L’Union européenne dispose d’un mécanisme commercial créé en 2023 pour contrer les pressions économiques extérieures. Cet instrument anti-coercition n’a jamais été activé jusqu’à présent. Emmanuel Macron a mentionné son possible déploiement face aux menaces tarifaires américaines concernant le Groenland. Les observateurs le comparent à une arme dissuasive puissante destinée à protéger les intérêts collectifs des États membres face à des intimidations commerciales.
Le mécanisme intervient quand un pays extérieur utilise des mesures commerciales pour influencer les décisions souveraines de l’Union ou de ses membres. Il permet de restreindre les importations, d’interdire l’accès aux marchés publics et de bloquer certains investissements. Cet outil représente une riposte directe aux stratégies de coercition économique employées par les puissances externes. Sa conception vise à renforcer la capacité défensive de l’Europe face aux pressions tarifaires ou commerciales.
La Lituanie avait soulevé la question de son utilisation après les sanctions commerciales chinoises liées à l’ouverture d’une représentation taïwanaise à Vilnius. Les menaces récentes de Donald Trump d’augmenter les tarifs douaniers contre huit nations européennes si le Groenland n’est pas cédé aux États-Unis ont ravivé les appels en faveur de son activation. Plusieurs eurodéputés considèrent qu’une mesure inutilisée perd sa crédibilité dissuasive.

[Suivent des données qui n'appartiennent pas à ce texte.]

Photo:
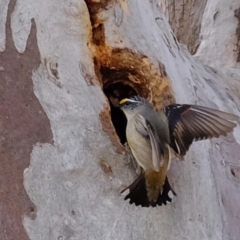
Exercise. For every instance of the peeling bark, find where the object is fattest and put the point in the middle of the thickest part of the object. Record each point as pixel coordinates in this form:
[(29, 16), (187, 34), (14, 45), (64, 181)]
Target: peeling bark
[(23, 123), (90, 54)]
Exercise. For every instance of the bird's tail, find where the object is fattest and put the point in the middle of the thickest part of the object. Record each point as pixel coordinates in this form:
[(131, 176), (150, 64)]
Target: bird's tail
[(138, 193)]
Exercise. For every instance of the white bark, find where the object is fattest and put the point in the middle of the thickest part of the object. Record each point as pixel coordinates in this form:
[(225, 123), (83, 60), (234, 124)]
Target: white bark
[(67, 176)]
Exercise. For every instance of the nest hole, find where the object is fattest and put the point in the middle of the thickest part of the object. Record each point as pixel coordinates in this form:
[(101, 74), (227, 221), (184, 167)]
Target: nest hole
[(117, 86)]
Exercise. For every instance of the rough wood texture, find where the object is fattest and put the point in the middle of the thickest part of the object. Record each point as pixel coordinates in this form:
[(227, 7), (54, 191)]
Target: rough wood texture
[(75, 182), (185, 18)]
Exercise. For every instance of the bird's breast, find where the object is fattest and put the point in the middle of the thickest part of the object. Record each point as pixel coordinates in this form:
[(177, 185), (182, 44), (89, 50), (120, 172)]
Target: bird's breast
[(140, 147)]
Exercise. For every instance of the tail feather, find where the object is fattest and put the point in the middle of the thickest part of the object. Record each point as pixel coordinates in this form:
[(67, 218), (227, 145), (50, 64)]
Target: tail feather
[(138, 193)]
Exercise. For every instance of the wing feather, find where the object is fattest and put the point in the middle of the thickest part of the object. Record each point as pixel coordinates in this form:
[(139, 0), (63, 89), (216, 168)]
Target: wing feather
[(146, 130), (188, 123)]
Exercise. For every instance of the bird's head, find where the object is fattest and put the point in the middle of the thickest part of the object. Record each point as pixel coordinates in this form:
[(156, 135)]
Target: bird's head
[(132, 105)]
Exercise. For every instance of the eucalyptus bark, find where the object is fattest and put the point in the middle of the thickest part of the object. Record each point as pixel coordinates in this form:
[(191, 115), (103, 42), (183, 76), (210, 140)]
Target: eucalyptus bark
[(73, 166)]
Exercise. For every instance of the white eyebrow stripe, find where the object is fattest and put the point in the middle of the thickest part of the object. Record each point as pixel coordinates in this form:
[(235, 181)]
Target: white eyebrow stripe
[(131, 100)]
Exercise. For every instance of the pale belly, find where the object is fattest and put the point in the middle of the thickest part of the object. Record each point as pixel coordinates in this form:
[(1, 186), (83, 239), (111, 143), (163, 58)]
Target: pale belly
[(140, 147)]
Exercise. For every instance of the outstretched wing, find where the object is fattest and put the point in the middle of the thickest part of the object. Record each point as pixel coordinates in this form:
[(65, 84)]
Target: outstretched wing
[(188, 123), (146, 130)]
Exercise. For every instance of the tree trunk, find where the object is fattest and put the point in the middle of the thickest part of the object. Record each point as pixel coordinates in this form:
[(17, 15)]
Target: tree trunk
[(63, 66)]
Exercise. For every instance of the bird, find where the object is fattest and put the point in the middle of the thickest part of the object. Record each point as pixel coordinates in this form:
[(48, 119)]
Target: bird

L’activation requiert l’approbation du Conseil de l’Union à majorité qualifiée. Au moins 55 % des États membres représentant 65 % de la population doivent soutenir la décision. La Commission peut initier la procédure elle-même ou suite à une demande d’un membre. Une phase de médiation sans délai défini s’ouvre ensuite, pendant laquelle les négociations visent à résoudre le différend avant toute mesure de représailles.
De nombreuses incertitudes demeurent puisque cet instrument n’a jamais été appliqué concrètement. Le délai d’activation reste inconnu, tout comme la portée précise des mesures de riposte envisageables. La Commission proposera des contre-mesures appropriées en cas d’échec des négociations. Les responsables européens soulignent que ce mécanisme a été spécifiquement conçu pour les situations d’intimidation économique contemporaines. Valérie Hayer, dirigeante du groupe centriste au Parlement, qualifie cet instrument d’arme nucléaire économique capable de dissuader les pressions extérieures.